MPAA Rating: R | Rating: ★★★★
Release year: 2020
Genre: Comedy, Coming-of-Age, Family, Romance Director: Cooper Raiff
Shithouse, like college, is probably not for everyone. The very title may offend the more refined or conservative readers of this website, who would be further offended by the coming-of-age film’s rampant profane language and drug-and-alcohol consumption, not to mention candid and crass dialogue about sex. Yet those who dismiss the film based on its title alone may miss out on a deeply affecting and profound portrayal of late adolescence which pays tribute to the coming-of-age tradition even as it forges new emotional pathways.

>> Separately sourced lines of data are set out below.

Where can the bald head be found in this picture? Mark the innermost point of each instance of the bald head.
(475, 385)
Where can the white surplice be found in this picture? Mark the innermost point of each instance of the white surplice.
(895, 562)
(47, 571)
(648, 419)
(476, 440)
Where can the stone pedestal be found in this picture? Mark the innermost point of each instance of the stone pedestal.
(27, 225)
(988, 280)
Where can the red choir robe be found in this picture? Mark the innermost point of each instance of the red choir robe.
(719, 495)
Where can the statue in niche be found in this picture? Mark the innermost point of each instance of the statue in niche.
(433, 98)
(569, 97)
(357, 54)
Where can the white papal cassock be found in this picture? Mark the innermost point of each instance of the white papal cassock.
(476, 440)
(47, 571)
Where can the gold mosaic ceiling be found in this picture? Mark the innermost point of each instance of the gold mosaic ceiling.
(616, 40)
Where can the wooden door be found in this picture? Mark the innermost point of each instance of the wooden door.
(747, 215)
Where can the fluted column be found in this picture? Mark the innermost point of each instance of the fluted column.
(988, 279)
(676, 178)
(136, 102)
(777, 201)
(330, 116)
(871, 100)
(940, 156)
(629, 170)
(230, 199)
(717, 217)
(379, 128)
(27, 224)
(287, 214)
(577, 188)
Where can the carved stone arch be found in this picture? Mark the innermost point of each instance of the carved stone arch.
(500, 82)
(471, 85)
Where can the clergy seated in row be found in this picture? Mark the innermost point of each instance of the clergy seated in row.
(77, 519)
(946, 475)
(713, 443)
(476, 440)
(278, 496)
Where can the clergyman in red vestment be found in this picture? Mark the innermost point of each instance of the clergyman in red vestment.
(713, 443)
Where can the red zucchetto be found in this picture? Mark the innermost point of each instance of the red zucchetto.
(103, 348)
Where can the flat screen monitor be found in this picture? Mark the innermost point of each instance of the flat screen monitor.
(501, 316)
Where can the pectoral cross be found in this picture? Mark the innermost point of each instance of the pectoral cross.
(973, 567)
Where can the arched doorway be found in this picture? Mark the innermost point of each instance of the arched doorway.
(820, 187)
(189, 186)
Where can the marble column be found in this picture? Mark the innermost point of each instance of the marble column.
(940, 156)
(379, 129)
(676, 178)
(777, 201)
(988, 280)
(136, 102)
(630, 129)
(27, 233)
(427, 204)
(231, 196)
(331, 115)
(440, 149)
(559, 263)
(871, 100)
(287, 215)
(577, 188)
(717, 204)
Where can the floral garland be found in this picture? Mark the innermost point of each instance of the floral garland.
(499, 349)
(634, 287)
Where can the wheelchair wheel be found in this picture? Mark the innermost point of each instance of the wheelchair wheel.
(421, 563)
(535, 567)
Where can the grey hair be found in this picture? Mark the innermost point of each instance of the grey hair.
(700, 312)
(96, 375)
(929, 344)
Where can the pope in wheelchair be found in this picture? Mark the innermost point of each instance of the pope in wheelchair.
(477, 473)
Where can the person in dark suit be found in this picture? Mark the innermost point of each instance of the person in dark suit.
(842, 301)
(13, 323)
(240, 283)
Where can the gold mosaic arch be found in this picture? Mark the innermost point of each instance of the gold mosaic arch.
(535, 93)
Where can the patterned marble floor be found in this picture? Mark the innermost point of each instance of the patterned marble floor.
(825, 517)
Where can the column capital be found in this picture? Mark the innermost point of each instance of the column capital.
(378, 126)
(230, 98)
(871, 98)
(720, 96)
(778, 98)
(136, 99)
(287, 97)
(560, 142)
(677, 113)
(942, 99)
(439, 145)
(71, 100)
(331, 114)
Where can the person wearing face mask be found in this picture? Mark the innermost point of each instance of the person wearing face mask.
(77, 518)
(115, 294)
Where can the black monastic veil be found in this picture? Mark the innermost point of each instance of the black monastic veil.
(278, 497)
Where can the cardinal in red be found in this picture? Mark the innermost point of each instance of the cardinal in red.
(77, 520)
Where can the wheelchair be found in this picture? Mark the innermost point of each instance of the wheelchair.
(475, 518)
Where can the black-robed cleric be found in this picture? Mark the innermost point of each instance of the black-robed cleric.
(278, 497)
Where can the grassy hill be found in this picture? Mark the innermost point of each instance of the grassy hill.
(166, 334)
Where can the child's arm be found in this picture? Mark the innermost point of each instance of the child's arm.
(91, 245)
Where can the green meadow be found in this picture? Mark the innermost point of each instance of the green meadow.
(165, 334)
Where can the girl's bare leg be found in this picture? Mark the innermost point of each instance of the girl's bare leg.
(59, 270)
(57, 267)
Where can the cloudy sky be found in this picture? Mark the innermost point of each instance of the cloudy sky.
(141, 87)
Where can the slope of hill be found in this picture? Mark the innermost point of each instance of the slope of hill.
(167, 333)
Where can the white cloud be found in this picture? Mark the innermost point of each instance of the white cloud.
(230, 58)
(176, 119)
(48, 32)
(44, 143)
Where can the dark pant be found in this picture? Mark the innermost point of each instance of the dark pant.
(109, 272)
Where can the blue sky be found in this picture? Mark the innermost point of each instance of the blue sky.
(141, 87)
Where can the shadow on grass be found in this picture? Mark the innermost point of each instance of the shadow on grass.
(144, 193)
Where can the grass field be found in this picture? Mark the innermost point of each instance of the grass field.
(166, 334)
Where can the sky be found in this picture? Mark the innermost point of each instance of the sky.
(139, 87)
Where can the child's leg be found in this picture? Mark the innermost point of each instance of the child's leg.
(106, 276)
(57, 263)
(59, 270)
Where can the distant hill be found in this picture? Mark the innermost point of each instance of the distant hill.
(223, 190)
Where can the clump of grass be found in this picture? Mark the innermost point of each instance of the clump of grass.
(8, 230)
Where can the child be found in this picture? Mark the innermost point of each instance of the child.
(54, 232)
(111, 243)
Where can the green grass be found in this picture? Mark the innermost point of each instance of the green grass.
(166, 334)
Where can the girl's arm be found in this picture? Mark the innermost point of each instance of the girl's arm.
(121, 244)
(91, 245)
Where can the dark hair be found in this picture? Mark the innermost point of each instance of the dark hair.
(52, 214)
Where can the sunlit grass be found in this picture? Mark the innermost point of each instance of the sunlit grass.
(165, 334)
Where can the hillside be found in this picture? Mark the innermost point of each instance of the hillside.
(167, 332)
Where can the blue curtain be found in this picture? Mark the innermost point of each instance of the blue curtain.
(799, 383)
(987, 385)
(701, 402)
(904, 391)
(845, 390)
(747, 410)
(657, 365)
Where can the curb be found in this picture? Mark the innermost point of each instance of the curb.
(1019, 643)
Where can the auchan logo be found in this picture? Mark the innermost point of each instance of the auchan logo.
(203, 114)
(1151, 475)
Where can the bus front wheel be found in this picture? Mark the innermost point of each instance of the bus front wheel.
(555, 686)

That 23-year-old Cooper Raiff wrote, directed, edited, and stars in his feature-length filmmaking debut is itself a remarkable feat. That this film also won the Grand Jury Prize for Narrative Film at the online 2020 SXSW Film Festival should further pique our interest.
Shithouse centers on Alex (Raiff), a lonely college freshman from Dallas doing his best to navigate university life in California. Life at home with his mom (Amy Landecker) and little sister (Olivia Welch) was, in a word, awesome. In contrast, college life in the concrete dorms with zero friends is disappointing. Alex’s roommate, Sam (Logan Miller) is a pot-smoking jerk who is quickly on his way to alcoholism. But Sam is the entirety of Alex’s social life; beyond a stuffed dog who sometimes talks to him in subtitles on the screen, Alex is alone and lonely. More specifically, he’s homesick. And anyone who has ever been away from the comforts of one’s home can certainly relate. But through an encounter with his sophomore R.A., Maggie (Dylan Gelula) at a party, both Alex and Maggie might discover themselves anew.
It’s in this sense of discovery, where both people awaken to a new vision of themselves through the intersubjectivity of their relationship, where Shithouse really shines. The dialogue is sincere and spontaneous without feeling totally improvised, and while Jay Duplass is given special thanks in the credits (he helped get the film produced), the film isn’t strictly mumblecore. The comparisons to Richard Linklater feel obvious and appropriate, but the film’s formal dynamics, narrative structure, and humor aren’t anything Linklater-esque. Indeed, like every young adult, Raiff has borrowed from these influences (Duplass, Linklater, perhaps Judd Apatow) and built a cinematic identity wholly his own. Somehow the film captures the sentiment of early college life in a way that feels strikingly fresh and guileless without becoming narcissistic in its autobiographical roots. It’s a humble film, through and through, and that is inviting. When Maggie and Alex go on a late-night walk to a local hilltop in order to bury her dead pet turtle, it comes across as authentic and sweet rather than cutesy or twee. Their conversation reveals an interiority to these college-aged characters which other films (and, indeed, people in real life) overlook—the university students I teach are remarkable individuals with profound (albeit sometimes undeveloped) views. They’re learning! They’re growing! They don’t know everything, but they also know enough to know that they don’t know everything, and want to know more. When their conversation suddenly turns to the question of belief in God, I didn’t, even for an instant, find the topic sudden or strange–this is what late-night semi-tipsy is-this-romantic-or-just-friends conversations are like. There is beauty to be found in the everyday. What’s more, the family dynamic portrayed between Alex and his mom is a rarity in film, in that it appears to be a genuinely healthy parent-child relationship, one marked by honesty, care, and a fiercely committed love. When Alex calls his mom and comes clean about his homesickness, I genuinely wept because of the love on display. And maybe that’s what makes Shithouse feel so special—the film clearly loves these characters, and it wants us to fall in love with what it seems in them. And if we give the film a chance, we will.